So, I personally switched focus. Improving the things I could improve. Writing about different topics. Finding a couple of new hobbies. I realize all of that is way easier said than done when it comes to depression but further developing yourself can really only further your chance at finding the right person when the time comes. I was with a girl for 7 years and have been single for 5 since and both experiences have really helped me grow as a person in equal amounts and to be aware of what it really is I need in life rather than stuffing those ugly feelings and realizations down with food, people, self-destructive behaviors and so on.

Our desperation (mine in the past included) is generally not attractive. You gotta put you first and have faith in the girl you haven't met yet that she'll be there for you when the time is ready.

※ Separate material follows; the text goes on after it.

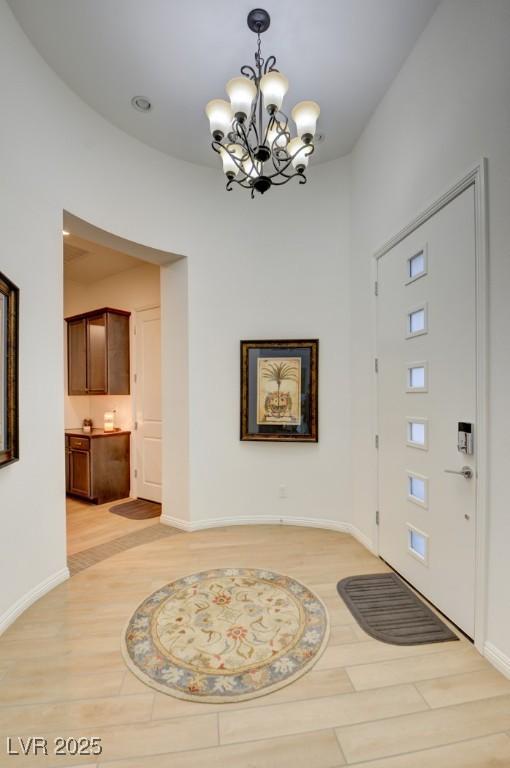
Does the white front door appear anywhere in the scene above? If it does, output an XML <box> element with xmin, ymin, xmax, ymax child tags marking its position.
<box><xmin>135</xmin><ymin>307</ymin><xmax>161</xmax><ymax>502</ymax></box>
<box><xmin>377</xmin><ymin>186</ymin><xmax>477</xmax><ymax>637</ymax></box>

In the meantime, you can only control what you do.

Forgive me if this came off as preachy. I've just been in your position and I regret not spending that energy on something else. A partner may pop up and they may not, but the time I've spent learning to accept and enjoy my own company has probably saved my life. Of course everyone's mileage may vary. Take care of yourself. Maybe have a heart to heart with yourself and really examine where these feelings stem from if you feel you can.
Excellent post. The more you get out and do things the more chance there is of meeting someone instead of wasting time and energy online trying to impress women who have an over inflated opinion of themselves and have totally unrealistic expectations. Only my opinion, of course. It's hard going around by yourself and rather soul destroying, but what's the alternative. Life sucks whatever you do.